Según el Libro de fábrica de la Parroquia de San Nicolás de
Medina, cuando esta parroquia se traslada, desde su origen junto a
la muralla a la iglesia de los Jesuitas en 1770, también se bajaron sus campanas. Sería este el momento en que el carpintero José
Martínez y el herrero José de Lara de la localidad, realizaron los yugos de las
campanas para colocarlos en la espadaña del convento de Jesuitas, a partir de
ahora Parroquia de San Nicolás el Real de Medina.
Hacia 1784 también se traslada a esta iglesia una campana de la suprimida
Parroquia de Santa María de Atienza, que se coloca en el arquillo lateral del
campanario.
En las fotografías de principios del siglo XX, las campanas con sus respectivos
yugos, están en los lugares descritos.
Durante la Guerra Civil Española, las campanas se funden y los yugos se salvan
de las llamas, aunque quedan muy deteriorados.

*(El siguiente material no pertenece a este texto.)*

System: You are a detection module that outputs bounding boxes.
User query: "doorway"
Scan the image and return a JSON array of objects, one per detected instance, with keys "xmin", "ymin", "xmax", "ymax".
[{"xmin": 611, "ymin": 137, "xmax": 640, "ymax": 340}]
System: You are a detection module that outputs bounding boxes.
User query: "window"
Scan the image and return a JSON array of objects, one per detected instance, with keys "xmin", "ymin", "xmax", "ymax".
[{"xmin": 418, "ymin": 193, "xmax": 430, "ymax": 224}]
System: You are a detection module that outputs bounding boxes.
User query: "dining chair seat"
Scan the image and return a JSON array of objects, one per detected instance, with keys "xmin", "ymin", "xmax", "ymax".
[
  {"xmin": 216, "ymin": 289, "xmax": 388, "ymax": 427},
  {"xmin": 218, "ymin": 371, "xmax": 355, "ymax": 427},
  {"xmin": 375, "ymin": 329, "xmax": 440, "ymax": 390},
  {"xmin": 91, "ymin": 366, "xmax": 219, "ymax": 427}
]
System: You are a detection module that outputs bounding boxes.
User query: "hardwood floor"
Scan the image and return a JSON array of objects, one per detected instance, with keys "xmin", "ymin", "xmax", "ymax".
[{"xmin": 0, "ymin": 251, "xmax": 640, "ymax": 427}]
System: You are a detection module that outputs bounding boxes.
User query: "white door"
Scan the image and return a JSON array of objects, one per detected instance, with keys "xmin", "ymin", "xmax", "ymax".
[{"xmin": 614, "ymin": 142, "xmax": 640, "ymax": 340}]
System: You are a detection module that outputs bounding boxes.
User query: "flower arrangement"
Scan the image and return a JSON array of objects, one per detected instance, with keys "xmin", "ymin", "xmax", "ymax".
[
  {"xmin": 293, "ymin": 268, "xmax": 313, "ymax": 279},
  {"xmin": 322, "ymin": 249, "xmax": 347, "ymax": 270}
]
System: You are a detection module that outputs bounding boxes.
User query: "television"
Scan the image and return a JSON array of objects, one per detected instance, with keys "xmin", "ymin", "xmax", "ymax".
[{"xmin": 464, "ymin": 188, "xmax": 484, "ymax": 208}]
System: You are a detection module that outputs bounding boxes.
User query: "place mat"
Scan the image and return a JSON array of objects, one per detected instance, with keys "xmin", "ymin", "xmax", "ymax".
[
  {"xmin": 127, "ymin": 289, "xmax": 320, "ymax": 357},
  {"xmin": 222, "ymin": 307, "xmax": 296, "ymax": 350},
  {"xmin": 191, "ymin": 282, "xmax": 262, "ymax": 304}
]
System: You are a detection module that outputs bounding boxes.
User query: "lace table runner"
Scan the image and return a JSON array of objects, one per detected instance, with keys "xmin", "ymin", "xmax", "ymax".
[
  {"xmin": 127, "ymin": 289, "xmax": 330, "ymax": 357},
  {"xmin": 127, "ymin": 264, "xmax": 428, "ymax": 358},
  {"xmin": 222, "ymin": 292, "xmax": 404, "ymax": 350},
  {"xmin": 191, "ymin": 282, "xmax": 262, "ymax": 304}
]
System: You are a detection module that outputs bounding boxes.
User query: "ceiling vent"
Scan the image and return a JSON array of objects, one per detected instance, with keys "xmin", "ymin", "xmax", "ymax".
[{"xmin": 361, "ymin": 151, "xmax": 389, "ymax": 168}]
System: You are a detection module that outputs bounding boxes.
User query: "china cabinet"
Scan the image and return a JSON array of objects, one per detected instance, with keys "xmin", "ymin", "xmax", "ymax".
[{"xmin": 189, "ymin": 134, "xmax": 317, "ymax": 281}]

Se volverán a utilizar para las
nuevas campanas con los nombres de “San Antonio Abad” fundida en 1949 y
colocada en el arco de la derecha, y “San Juan Evangelista” en 1965 colocada en
el arco de la izquierda.
En el año 2023, con la restauración del campanario y la fundición de una nueva
campana, se decide arreglar las campanas existentes y sustituir los yugos por
unos nuevos por el mal estado de conservación de estos. Así quedará a partir de
este momento, en el arco de la izquierda la nueva campana de “Ntra. Sra. De
Loreto”, de 330kg, la más grande de la localidad (después de la de la torre del reloj, que es un poco más grande); en el derecho la campana de
“San Juan Evangelista”, con su nuevo yugo; y en el arco superior, que llevaba
vacío desde 1805, la campana de “San Antonio Abad” también con yugo nuevo.